Goal: to predict trip duration of NYC cabs using machine learning models.
Tools: Python + Nympy + Pandas + Datetime + Plotly.express + Matplotlib + Math + Seaborn + Bokeh + Sklearn
Stages of project: data cleaning, data analysis, data preparation, data testing, evaluating prediction accuracy.
Data cleaning
The first dataset visualization with splitting datasets into numeric and categorical and applying the Pearson analysis unveils existing outlayers in time-related and geography-related data.
One more visualization analysis of pickup and dropoff geo-coordinates with sns distplot proves existing outlayers in both directions.
After removal of remote latitude and longitude geo-coordinates framing the dataset to the NYC boundaries, the sns distplot reveals a different picture.
Next, let’s analyze the time-related part of the dataset more precisely.

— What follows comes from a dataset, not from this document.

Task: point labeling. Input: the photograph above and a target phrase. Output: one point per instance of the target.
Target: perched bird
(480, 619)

Let’s convert strings to datetime, and make analytical visualization of time data of pickup and dropoff of cab clients by vendors type, and figure out outlayers.

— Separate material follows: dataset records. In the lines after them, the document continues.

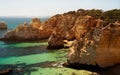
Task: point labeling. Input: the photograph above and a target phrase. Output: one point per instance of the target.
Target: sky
(29, 8)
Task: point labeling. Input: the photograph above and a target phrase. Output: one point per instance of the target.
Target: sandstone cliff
(96, 45)
(3, 25)
(33, 31)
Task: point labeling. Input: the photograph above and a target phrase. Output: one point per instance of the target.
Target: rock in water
(3, 25)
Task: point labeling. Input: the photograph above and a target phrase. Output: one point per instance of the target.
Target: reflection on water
(32, 58)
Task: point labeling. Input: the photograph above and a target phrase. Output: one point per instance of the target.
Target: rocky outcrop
(36, 23)
(3, 25)
(62, 31)
(95, 44)
(33, 31)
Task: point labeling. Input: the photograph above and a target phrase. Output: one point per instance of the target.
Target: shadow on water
(22, 51)
(23, 68)
(114, 70)
(16, 69)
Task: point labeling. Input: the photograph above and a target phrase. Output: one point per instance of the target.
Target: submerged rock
(3, 25)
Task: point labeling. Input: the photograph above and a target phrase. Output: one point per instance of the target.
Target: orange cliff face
(29, 32)
(97, 46)
(3, 25)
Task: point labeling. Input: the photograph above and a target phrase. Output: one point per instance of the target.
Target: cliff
(96, 40)
(3, 25)
(29, 32)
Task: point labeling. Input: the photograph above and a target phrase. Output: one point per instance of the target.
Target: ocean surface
(32, 58)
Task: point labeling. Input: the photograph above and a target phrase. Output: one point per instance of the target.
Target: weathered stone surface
(95, 44)
(3, 25)
(108, 50)
(35, 31)
(62, 31)
(36, 23)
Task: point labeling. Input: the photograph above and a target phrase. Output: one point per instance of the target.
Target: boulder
(3, 25)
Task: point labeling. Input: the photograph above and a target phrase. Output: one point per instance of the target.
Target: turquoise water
(32, 58)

Next step is to clean outlayers of geo-coordinates outside NYC boundary and visualize data on a map with Plotly.
Data analysis
Data analysis starts from a clustering approach of geo-data with KNeighborsClassifier dividing the cleaned dataset into 59 clusters that is equal to the amount of Neighborhood Boards in the New York City.

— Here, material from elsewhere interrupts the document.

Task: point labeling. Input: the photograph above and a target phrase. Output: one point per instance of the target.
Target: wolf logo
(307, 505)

Next step is to analyze the trip frequency with different amount of passengers.
Data preparation
Data preparation includes steps: removal of outlayers of passengers = 0 and > 7, removal of trips longer 3 hours (10800 s), removal of trips beyond the boundary of NYC (-74.03 to -73.75, 40.63 to 40.9).
Evaluation of the share of filtered trips correlates to 99.85%. After that we have to count the difference between pickup and dropoff points of geo-coordinates and add them to the dataframe, and to calculate a distance of 1 degree in km on specific latitude with by Haversine formula (haversine(?) = sin²(?/2)). At the latitude of NYC = 40.5, one degree is equal to 84553 m, and one geo-minute is equal to 1.42126. After that we reduce rows by distance larger one minute, get month, day, hour, day of week from the pickup datetime column, split the dataset to train and test parts.
Data testing
The prediction with Linear regression returns the result of the Median absolute error in seconds = 291.0918991901533.
Next step is to load RandomForest regression and fit the model, load test of the absolute metric error for RandomForest regression, and get prediction for the full dataset.
Evaluating prediction accuracy
R2 score for the prediction evaluates the ratio of 0.7957444370115131.
In order to improve the trained model further we could add more data about weather conditions, data traffic jams, clustering by zipcodes.